Speaking of hand watering, this is always an option. Therefore locate your pots close enough to a hose bib, so you are running a hose no more than 50-100 feet. Also, in this case, group your pots closely together to make watering easier. The last thing you want to do is to drag a watering can around to your pots.
When you use large pots, each one during the hot seasons may demand a can of water. Ten pots, therefore, equals ten trips to refill the watering can. And FYI, 5 gallons of water weighs over 40 pounds, so you will be able to give up your gym membership in this scenario.
Start with great soil.
Strictly speaking, a container planting mix has no dirt. Good potting “soil” contains a mixture of peat moss, composted bark, compost, earthworm castings, perlite, and pumice. It smells rich and earthy, never “poopy” or like manure. When you grab a handful, it is moist but does not clump and certainly does not fall away like sand.
I used to use and recommend the brand Black Gold® All Purpose Potting Mix. In most situations, this is still my go-to choice. However, over the last few years, local nurseries have developed their unique mix, and a trusted nursery should be, well… trusted. Make sure they know you are planting in containers and not in the ground. They have developed these products understanding the needs of planting in the desert climate and the high pH value of the water.

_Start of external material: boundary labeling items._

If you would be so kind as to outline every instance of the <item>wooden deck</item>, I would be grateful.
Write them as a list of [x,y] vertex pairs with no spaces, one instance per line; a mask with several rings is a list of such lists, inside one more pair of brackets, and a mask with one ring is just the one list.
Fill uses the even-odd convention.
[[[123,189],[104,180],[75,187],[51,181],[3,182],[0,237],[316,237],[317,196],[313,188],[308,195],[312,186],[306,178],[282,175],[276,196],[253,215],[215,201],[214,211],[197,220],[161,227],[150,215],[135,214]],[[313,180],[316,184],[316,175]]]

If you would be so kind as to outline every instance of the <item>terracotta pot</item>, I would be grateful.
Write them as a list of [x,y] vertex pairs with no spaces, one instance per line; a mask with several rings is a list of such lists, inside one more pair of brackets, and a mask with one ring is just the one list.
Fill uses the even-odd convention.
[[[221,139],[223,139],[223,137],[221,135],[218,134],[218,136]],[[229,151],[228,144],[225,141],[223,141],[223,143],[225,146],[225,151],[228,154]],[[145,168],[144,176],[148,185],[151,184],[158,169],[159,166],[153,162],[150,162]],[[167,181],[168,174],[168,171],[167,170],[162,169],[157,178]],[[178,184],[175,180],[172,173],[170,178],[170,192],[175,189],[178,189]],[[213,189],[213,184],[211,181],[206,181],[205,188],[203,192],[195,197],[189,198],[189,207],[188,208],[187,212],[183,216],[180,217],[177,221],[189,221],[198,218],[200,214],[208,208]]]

Many manufacturers, as well as local nurseries, are adding fertilizer to their mix. I prefer adding my own fertilizers, but if that is your only choice when buying a good brand, be it.
You will not find these specific soils in a big box store, and they will cost more than many soils they carry. So please spend the money and get the good stuff. It is the most important element in creating a good foundation for your garden.
Choose the right plants.
This is probably the biggest challenge for new gardeners and those moving to a harsh climate such as the desert. It’s imperative that you select plants that are right for your climate and your situation.
The key points to selecting the right plants include the amount of sun they will receive, how much water they need, how much room they need to grow, and their growth rate.
I won’t get into this all now, but the most critical decision is to make sure you choose plants that need similar amounts of sun and water when placing them together in a pot and grouping them in your yard. With the correct choices, you will have an easier time taking care of the plants when watering, fertilizing and grooming them.
Learn your earliest and latest freeze dates.
Not being prepared for a freeze in your area will spell disaster for your garden investment. However, there are times when it is safe to plant, prune and bring tender plants inside. Check out your average freeze dates by this link. Adjust for your elevation and microclimates.
Water and Feed Plants Consistently
You will find that I harp on watering. And I do mean, A LOT! You never want the soil to dry out in your pots. Check out this checklist on Consistent Watering if you want the information now.
If you are in a rush to get going, go out and buy a water meter and check your moisture level regularly every morning before you water. Once you get a handle on how much water your pots need, you can follow your set routine. Be sure to adjust the frequency as temperatures rise and fall.
Each time you plant new flowers, edibles, and other plants in pots, use a time-release fertilizer. Once you see signs of new growth, start using a water-soluble fertilizer every two weeks. This is more often than recommended by most experts, but they are often talking about ground plantings.
In pots, in harsh climates, nutrients are expended quickly. Following the bi-weekly routine will ensure your plants have enough food to keep them thriving. Healthy plants mean they will also be better able to defend themselves against pests and diseases.